# Wes's TYCO CUSTOM Rat Rods!!!!!



## WesJY (Mar 4, 2004)

Boy.. I never thought I would finish them!! I had this project for a year!! Finally.. All are done on tyco turbo hopper chassis that I got from Bobzilla!! Thanks Bob for that! I wanna to make one on TYCO CHASSIS!!! so I did it!! it wasnt fun and it was kind of pain in the rear! but they all run and looks bad a**!!

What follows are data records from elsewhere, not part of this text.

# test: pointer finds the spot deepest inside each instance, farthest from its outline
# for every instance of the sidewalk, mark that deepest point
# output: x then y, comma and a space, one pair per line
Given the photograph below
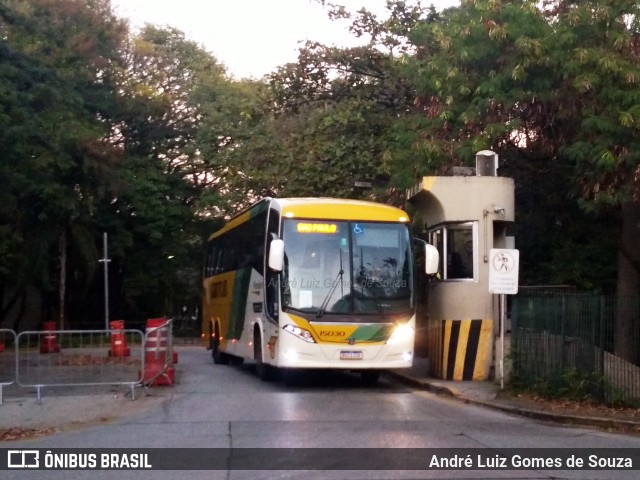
489, 394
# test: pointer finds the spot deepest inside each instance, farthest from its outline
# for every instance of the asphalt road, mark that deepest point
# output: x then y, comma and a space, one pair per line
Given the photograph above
228, 407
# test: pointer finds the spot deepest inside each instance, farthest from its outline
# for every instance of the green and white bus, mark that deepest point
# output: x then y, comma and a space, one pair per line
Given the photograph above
310, 283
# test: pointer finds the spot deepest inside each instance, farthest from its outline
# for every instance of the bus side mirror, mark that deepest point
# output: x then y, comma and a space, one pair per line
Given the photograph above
276, 255
431, 259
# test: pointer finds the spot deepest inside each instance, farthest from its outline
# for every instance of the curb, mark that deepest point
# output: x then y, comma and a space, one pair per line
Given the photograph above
599, 422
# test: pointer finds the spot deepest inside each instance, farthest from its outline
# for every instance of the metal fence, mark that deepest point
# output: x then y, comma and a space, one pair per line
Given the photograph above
564, 345
7, 360
85, 358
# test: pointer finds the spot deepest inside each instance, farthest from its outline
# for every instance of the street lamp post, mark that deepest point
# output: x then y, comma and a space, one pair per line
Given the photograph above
106, 261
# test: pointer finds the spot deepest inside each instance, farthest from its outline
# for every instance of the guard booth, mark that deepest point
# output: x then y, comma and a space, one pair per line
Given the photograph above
464, 216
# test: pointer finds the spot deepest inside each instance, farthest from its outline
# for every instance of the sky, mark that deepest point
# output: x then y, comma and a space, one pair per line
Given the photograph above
252, 37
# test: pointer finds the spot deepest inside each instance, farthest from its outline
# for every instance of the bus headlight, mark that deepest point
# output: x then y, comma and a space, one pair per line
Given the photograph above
299, 332
401, 333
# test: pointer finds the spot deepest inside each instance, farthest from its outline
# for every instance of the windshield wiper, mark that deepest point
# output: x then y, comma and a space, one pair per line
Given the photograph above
325, 302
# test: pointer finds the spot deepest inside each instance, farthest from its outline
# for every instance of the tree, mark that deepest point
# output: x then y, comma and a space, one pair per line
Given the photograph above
55, 60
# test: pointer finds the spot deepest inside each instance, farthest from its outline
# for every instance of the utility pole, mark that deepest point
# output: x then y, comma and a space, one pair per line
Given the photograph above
106, 261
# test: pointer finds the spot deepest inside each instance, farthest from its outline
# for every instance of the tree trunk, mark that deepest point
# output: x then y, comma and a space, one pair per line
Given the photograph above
63, 275
627, 331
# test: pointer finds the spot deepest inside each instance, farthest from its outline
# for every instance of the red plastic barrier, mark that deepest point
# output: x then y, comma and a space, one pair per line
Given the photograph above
49, 340
118, 340
155, 354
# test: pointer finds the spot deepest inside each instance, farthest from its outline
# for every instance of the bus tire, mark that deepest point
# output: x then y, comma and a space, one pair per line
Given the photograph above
219, 358
265, 371
370, 377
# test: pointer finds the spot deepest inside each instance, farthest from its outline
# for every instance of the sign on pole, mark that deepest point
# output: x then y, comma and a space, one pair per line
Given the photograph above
503, 271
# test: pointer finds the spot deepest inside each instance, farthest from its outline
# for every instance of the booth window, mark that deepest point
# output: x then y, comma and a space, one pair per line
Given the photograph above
457, 246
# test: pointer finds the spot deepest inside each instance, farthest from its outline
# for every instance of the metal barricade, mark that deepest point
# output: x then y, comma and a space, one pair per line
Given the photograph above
65, 358
7, 360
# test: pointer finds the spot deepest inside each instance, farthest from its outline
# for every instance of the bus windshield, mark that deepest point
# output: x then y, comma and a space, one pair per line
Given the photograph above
347, 267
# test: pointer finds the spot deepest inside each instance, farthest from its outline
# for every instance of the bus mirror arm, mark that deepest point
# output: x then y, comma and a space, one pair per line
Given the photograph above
276, 255
431, 256
431, 259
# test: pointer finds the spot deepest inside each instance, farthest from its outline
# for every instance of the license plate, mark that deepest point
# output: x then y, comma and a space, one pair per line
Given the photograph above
349, 355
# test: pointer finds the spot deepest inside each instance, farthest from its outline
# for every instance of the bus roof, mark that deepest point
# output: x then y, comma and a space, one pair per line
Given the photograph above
339, 209
320, 208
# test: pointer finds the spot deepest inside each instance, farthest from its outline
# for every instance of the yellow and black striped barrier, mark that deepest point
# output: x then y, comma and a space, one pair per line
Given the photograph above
466, 349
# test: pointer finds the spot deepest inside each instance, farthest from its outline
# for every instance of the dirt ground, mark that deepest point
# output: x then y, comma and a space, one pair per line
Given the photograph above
623, 419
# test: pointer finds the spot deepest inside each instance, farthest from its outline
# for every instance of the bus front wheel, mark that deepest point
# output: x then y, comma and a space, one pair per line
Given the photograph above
265, 371
370, 377
219, 358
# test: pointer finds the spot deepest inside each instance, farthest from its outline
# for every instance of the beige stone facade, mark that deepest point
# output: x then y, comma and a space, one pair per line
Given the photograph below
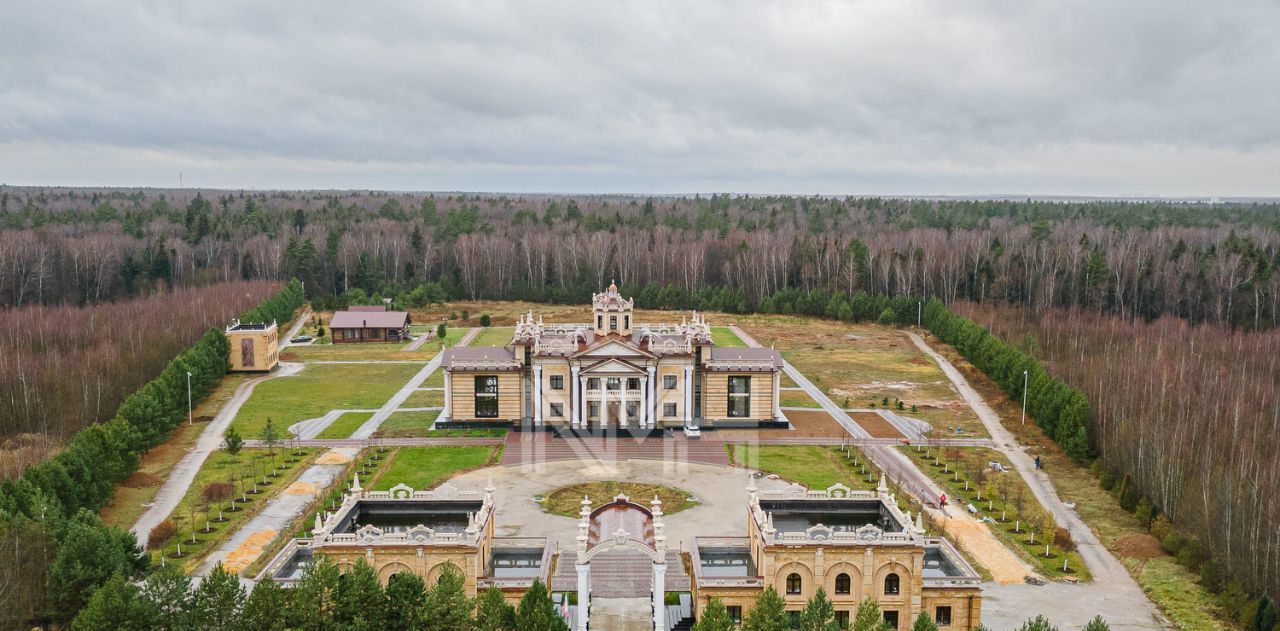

All the bodies are from AFX - all were broken and was modified to fit. Blowers, motors, side pipes , and wheels are from diecast/hot wheels. Umm I put brass tubes (its painted in black and i got the idea from mead brothers - hope they dont mind haha) on the front where it holds front axle and wheels. Let me know what you think! 

Enjoy!
Wes


----------



## roadrner (Jul 21, 1999)

Well done Wes! :thumbsup::thumbsup: Dave


----------



## resinmonger (Mar 5, 2008)

*Mega-Sano Rat Rods!*

I think you should send them to my house for a few months for test and evaluation work! seriously, Wes, those are three great looking rats!

:hat::freak::dude:


----------



## JordanZ870 (Nov 25, 2004)

:thumbsup::thumbsup::thumbsup:

Ya get one for each! Sweet, Wes!


----------



## tjd241 (Jan 25, 2004)

*Nice Wes!*

The tube axles look great too! nd


----------



## 1976Cordoba (Sep 20, 2000)

All three are mega, but this one takes the cake:










:thumbsup::thumbsup::thumbsup:


----------



## PD2 (Feb 27, 2003)

Freakin awesome job Wes! Man those are some sharp lookin rods! They look fast standing still! Great job! I'd say you year long effort paid off!

PD2:thumbsup:


----------



## GoodwrenchIntim (Feb 22, 2005)

wow those are nice, hope mine turn out half as nice


----------



## slotrod65 (Dec 4, 2005)

Very nice Wes.

Keep those slotrods comin' !

Phred


----------



## gear buster (Dec 1, 2005)

You nailed the rat look perfect Wes. 
Great job on the conversions..


----------



## videojimmy (Jan 12, 2006)

GREAT work Wes... each one a classic!


----------



## Hilltop Raceway (Feb 12, 2006)

Well worth the wait Wes!!! Those Hot Rat Rods look coooooool!!! RM


----------



## slotcarman12078 (Oct 3, 2008)

Nice job Wes!! Nothing like getting a long term project finished!! And you did it X3!! :thumbsup::thumbsup::thumbsup: and an extra :thumbsup: for the third one!! (it has Zilla written all over it) Awesome!! :woohoo:


----------



## krazcustoms (Nov 20, 2003)

All three look awesome!


----------



## sethndaddy (Dec 4, 2004)

Awesome work Wes.


----------



## slotnewbie69 (Dec 3, 2008)

nice rods!love the paint cracking on the roof of bad medicine!nice touch!


----------



## Bill Hall (Jan 6, 2007)

Nifty Wes.

Gotta love the old skool rodz!


----------



## grungerockjeepe (Jan 8, 2007)

Wes, wicked work as always!


----------



## tomhocars (Oct 19, 2005)

Wes,Nice rods.I have the song "Bad Medicine" stuck in my head now. Tom


----------



## WesJY (Mar 4, 2004)

GoodwrenchIntim said:


> wow those are nice, hope mine turn out half as nice


hey goodwrench - try yours on hopper narrow tyco chassis (its a little bit longer than regular narrow chassis - just a idea) i just cannot wait to see yours done!! it ll be awesome!

Wes


----------



## WesJY (Mar 4, 2004)

slotnewbie69 said:


> nice rods!love the paint cracking on the roof of bad medicine!nice touch!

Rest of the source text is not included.